Not everything is geeky goofiness, however. Russell T Davies, the genial and giant genius who rebooted the series after a lengthy hiatus (and whom we would like to spirit away in our backpacks to our secret island hideaway where he, Fran Walsh, Philippa Boyens, Aaron Sorkin, and Joss Whedon sit around telling us stories), has earned every penny he’ll ever make off this show by anchoring New Who with one critical idea. Some time before the reboot, the Time Lords engaged in a massive war through time and space. As the Doctor puts it in the brilliant Season 3 episode “Gridlock,””My people fought a race called the Daleks, for the sake of all creation. And they lost.” To save, well, the universe, the Doctor pulled the trigger on some as-yet-undescribed horror that defeated the Daleks…but at the price of destroying his home planet of Gallifrey and all of the other Time Lords. The Doctor is the last of his kind, with the potential to live nearly forever entirely alone. No wonder he wants a traveling companion. This decision creates the weight behind every other choice in the show–wanna see the Doctor wig out? Show him a Dalek. Want to trip his circuits entirely? Threaten to take more away from a man who has already lost everything he both loved and rebelled against before–at his own hand.

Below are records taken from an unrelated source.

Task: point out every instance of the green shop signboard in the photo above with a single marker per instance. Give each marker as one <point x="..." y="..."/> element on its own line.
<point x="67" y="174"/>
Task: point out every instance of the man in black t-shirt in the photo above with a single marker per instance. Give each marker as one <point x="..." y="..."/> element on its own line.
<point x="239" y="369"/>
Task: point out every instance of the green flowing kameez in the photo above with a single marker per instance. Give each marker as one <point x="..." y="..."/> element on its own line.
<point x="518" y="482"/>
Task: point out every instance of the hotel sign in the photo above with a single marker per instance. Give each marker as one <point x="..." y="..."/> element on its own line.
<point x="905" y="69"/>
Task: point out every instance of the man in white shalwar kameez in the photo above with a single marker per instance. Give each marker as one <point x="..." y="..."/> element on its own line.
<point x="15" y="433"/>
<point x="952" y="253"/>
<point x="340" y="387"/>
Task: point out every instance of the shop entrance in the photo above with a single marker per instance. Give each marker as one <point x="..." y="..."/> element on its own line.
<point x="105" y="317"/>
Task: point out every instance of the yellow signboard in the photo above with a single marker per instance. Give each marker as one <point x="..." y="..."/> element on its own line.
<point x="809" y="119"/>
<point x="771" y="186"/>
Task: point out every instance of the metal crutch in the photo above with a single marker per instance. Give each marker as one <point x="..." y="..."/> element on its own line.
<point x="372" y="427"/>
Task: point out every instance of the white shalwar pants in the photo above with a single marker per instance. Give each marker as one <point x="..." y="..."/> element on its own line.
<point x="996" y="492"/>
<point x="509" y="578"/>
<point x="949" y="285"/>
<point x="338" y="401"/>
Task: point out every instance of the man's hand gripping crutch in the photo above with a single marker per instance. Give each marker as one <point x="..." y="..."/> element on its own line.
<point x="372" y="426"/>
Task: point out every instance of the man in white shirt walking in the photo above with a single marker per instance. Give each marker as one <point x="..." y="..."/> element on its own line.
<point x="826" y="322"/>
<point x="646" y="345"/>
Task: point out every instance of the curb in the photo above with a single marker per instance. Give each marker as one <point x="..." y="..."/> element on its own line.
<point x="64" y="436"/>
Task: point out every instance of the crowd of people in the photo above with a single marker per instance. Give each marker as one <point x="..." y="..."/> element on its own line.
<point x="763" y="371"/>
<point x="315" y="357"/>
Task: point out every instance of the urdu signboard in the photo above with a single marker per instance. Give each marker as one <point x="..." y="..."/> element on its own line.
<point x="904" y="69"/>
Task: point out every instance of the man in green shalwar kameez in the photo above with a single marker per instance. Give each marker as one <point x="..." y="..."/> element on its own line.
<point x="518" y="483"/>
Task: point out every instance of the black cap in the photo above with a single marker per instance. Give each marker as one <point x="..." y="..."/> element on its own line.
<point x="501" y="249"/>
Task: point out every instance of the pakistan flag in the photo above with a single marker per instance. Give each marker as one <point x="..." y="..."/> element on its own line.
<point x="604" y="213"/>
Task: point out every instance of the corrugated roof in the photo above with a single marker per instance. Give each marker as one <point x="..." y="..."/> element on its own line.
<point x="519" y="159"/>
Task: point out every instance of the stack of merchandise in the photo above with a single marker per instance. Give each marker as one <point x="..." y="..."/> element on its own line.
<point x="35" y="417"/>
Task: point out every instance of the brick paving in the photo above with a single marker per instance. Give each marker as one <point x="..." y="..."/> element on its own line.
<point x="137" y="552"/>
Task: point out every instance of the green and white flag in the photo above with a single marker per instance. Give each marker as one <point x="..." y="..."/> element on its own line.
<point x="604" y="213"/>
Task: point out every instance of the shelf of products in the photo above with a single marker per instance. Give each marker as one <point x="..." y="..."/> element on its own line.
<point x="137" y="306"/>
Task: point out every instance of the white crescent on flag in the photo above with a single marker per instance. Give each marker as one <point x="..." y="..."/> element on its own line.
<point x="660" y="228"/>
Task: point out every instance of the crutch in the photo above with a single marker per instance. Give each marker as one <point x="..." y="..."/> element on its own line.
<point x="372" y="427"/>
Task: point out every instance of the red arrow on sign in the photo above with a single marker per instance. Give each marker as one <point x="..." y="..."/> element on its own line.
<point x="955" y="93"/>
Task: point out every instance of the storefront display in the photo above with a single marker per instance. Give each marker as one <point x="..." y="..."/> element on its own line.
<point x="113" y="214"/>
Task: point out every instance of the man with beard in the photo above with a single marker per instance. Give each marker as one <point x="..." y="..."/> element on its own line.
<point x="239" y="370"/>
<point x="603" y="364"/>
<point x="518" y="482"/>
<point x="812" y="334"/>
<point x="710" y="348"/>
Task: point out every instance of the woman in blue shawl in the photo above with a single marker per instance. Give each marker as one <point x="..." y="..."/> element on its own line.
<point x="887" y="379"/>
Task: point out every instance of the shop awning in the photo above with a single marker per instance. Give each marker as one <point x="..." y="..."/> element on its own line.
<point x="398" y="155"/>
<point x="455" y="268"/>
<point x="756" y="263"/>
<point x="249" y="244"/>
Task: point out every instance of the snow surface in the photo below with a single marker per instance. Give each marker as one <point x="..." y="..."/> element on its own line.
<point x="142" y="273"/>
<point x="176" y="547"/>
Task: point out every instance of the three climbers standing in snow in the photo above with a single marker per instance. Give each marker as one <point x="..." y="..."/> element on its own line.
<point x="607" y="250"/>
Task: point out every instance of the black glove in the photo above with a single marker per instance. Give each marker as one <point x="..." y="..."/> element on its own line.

“Voyage of the Damned” puts us squarely in this mindset. Yes, it’s playing off 70s disaster movies like The Poseidon Adventure (who will be Shelley Winters?). Yes, the terrifying killer robots are hospitality droids dressed like angels and called the heavenly host (side note: bwah!). Yes, that really is Kylie Minogue. But coming off a Season 3 that saw the Doctor lose more than ever, how far do you think he’s going to go to make sure Kylie doesn’t go down with the Titanic? Pretty far. When people complain about the fact that Doctor Who is made for the whole family to sit down and watch together after tea, thus meaning it’s not serious enough, all we can think is, “Trump card: The Lonely God.”
As usual, then, the Doctor looks like he could use a pal on his journeys–here’s your invitation to hop on board. Since you’ll be watching from the comforts of your own couch, the worst danger you’ll be in is risking getting hit upside the head occasionally with a big hunk of cheese–but it’s the tastiest cheese in three galaxies. The Christmas special runs long, so note the earlier start time tonight (8:30pm EDT).